The slogan was widely used after the death of Trayvon Martin in Florida, in 2012. The unarmed black 17-year-old was shot by neighbourhood watch volunteer George Zimmerman.
In the summer of 2020 George Floyd, an unarmed black man, was murdered by a police officer who knelt on his neck.
Protests using the #BLM slogan took place worldwide and the hashtag #BlackLivesMatter was used tens of millions of times.
In the UK, anti-racism demonstrations were attended by hundreds of thousands of people.
Some people argue that using the term Black Lives Matter demonstrates support for an organisation of the same name. It was started in 2013 by three black women: Alicia Garza, Patrisse Cullors and Opal Tometi.
Among its main goals are stopping police brutality and fighting for courts to treat black people equally. Its demands for equality also include mental health, the LGBT community and voting rights.
However, former US secretary of housing and developments Ben Carson, said people with noble aims had been taken advantage of by a “Marxist-driven organisation” that supports “taking down the model of Western family structures”.
Carol Swain, a political commentator and former professor, said: “They are using black people to advance a Marxist agenda.”
Replying to critics, Patrice Cullors said “I do believe in Marxism”, but added: “I’m working on making sure people don’t suffer”.
Opal Tometi said people were trying to discredit BLM by putting out fake information “to distract, confuse and give people any excuse to not support this movement”.
Many people have explained they were opposing racism – not supporting the organisation – when they joined the millions using the #blacklivesmatter hashtag or taking part in protests.
For example, after criticism of the England team taking the knee, defender Tyrone Mings said: “It’s never been about supporting Black Lives Matter as an organisation. That was a cheap argument that people threw at the movement.”
Campaigner Femi Oluwole said BLM was a global movement and that “no individual organisation speaks for the whole Black Lives Matter movement”.
The Black Lives Matter organisation often provided materials and guidance for protesters, Prof Deva Woodly told the New York Times, but the group did not orchestrate all the marches. She said new activists then took to social media to reach a wide audience.
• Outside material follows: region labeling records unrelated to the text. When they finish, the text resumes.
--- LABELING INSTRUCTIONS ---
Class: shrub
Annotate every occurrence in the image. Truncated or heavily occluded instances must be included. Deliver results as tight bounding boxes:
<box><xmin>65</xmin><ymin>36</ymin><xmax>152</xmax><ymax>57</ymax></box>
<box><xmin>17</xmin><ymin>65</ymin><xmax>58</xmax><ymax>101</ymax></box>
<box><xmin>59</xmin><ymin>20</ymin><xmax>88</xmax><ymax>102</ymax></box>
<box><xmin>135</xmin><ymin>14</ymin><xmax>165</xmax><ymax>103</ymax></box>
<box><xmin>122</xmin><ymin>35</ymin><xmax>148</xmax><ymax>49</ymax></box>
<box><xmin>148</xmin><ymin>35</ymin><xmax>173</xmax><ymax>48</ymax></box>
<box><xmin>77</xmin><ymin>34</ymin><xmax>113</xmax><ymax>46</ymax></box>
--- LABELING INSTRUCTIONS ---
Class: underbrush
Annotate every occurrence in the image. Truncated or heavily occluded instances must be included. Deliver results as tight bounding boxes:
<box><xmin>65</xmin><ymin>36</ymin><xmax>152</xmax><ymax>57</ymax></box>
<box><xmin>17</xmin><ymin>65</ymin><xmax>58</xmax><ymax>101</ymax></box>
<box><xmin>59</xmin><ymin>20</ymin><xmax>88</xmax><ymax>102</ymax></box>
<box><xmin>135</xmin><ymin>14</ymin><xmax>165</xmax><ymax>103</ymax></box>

Supporters have noted that most marches have been peaceful, but conservative US politicians and TV pundits suggested Black Lives Matter contributed to the deaths of police officers. The BLM organisation said this was untrue: “We’re targeting the brutal system of policing, not individual police.”
In the UK, although there is an official BLM organisation, events are often organised by a number of smaller groups or individuals coming together under the banner of “Black Lives Matter”.
Supporters of Black Lives Matter have also argued that critics who say “all lives matter” or “white lives matter” are dismissing the impact of slavery and racial inequalities.
They say the phrase is a demand for equal treatment and an end to racism – because the lives of black people are just as important as those of others.
In the US, steps have been taken to tackle police violence and change the way laws are applied.
Following the death of Mr Floyd, the term “defund the police” made headlines. Cities including Minneapolis, Portland, Philadelphia and Seattle have started shifting budgets away from police and into areas like schools and housing.
In the UK, demonstrations drew attention to the UK’s colonial past and saw statues of people linked to the slave trade removed.
Black history lessons will be mandatory in all Welsh schools from 2022. In England, Scotland and Northern Ireland, teachers can now choose if they want to teach black history.
Books about issues affecting black people became best sellers.
And, for some people, Black Lives Matter meant starting to have difficult conversations about racism with people they know.